Savage Shore: Life and Death With Nicaragua's Last Shark Hunters

- Authors
- Edward Marriott
- Publisher
- Holt Paperbacks
- Tags
- animals , anthropology , cultural & social , essays , marine life , nature , non-fiction , social science , travel , travelogues
- Date
- 2001-03-02T00:00:00+00:00
- Size
- 1.01 MB
- Lang
- en
Nicaragua's Atlantic coast is home to the most dangerous of fish, the bull shark, a lethal predator with a fearsome appetite and the only shark that swims in inland waters. Braving Nicaragua's hurricane-torn wilderness of mangrove swamps, Edward Marriott joins the last surviving shark fishermen to sail in a dugout canoe and fish for sharks with a hand line.
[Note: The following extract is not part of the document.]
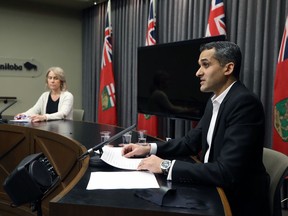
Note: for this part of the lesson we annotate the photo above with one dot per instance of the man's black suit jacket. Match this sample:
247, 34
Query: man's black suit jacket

As Marriott charts the life of the bull shark, its migrations, its voracious feeding patterns, and the treasures it offers -- oil for vitamins, hide for leather, and fins for soup -- he reveals lives spent in fear and awe in the shadow of a monster that can sniff fresh blood a mile away. He also tells a tale of human greed: an elemental community, battered by civil war and natural disasters, is now degraded beyond repair to the point of providing bounty for modern-day pirates.
A gripping narrative of risk and adventure, a poignant record of loss and corruption, Savage Shore confirms Marriott as one of our most original and insightful travel writers.